Le siège économique de Téhéran et l'élargissement du front maritime

Alors que les pourparlers diplomatiques suspendent les frappes militaires, un nouveau blocus naval américain menace de pousser l'économie intérieure de l'Iran au-delà du point de rupture.

The Economic Siege of Tehran and the Widening Maritime Front

Les armes se sont tues, momentanément, mais le siège économique continue. Washington et Téhéran sont actuellement engagés dans des pourparlers médiatisés par Oman, ce qui a poussé le Commandement central des États-Unis à suspendre les opérations de bombardement intensives pendant deux nuits. Selon l'ambassadeur des États-Unis auprès des Nations Unies, Mike Waltz, le président Donald Trump accorde un certain espace à la voie diplomatique. L'Iran a également suspendu ses frappes de représailles régionales. Pourtant, cette fragile fenêtre diplomatique contraste fortement avec un vaste conflit maritime qui s'étend désormais de la mer Rouge à la Caspienne.

Au cœur de l'impasse se trouve un nouveau blocus naval américain ciblant les ports du sud de l'Iran, en vigueur depuis mi-juillet. L'armée américaine a strictement appliqué le cordon, redirigeant les navires commerciaux et abordant les navires non conformes, y compris un pétrolier prétendument lié au réseau sanctionné de Shamkhani. Téhéran a réagi en maintenant activement le détroit d'Ormuz fermé à la navigation.
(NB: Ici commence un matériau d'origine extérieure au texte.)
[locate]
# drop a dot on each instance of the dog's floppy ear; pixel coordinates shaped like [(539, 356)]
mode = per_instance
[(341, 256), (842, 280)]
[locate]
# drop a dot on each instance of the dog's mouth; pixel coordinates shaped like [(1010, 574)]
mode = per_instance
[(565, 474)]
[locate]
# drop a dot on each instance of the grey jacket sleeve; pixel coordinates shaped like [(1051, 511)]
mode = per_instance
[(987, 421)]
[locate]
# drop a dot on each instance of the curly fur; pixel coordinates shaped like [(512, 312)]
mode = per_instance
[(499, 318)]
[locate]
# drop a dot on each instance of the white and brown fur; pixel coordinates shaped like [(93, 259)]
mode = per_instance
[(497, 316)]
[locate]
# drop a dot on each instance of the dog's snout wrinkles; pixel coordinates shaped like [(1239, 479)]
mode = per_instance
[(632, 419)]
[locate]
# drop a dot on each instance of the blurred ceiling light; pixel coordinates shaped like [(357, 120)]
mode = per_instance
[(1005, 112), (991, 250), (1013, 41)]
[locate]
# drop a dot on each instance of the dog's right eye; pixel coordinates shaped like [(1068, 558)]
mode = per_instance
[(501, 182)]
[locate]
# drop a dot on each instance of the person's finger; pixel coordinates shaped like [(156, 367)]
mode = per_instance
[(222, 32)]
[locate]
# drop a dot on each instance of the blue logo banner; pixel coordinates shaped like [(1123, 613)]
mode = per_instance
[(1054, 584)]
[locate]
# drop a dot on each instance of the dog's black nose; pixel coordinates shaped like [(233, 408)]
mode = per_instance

L'arithmétique économique pour l'Iran est sévère. Alors que le ministère du Pétrole revendique des ventes de brut de 11,5 milliards de dollars pendant le conflit plus large, le précédent blocus américain en avril avait réduit les exportations iraniennes à presque zéro. Avec 90 % de son brut transitant par l'île de Kharg, un deuxième blocus prolongé menace de couper la principale bouée de sauvetage financière de l'État.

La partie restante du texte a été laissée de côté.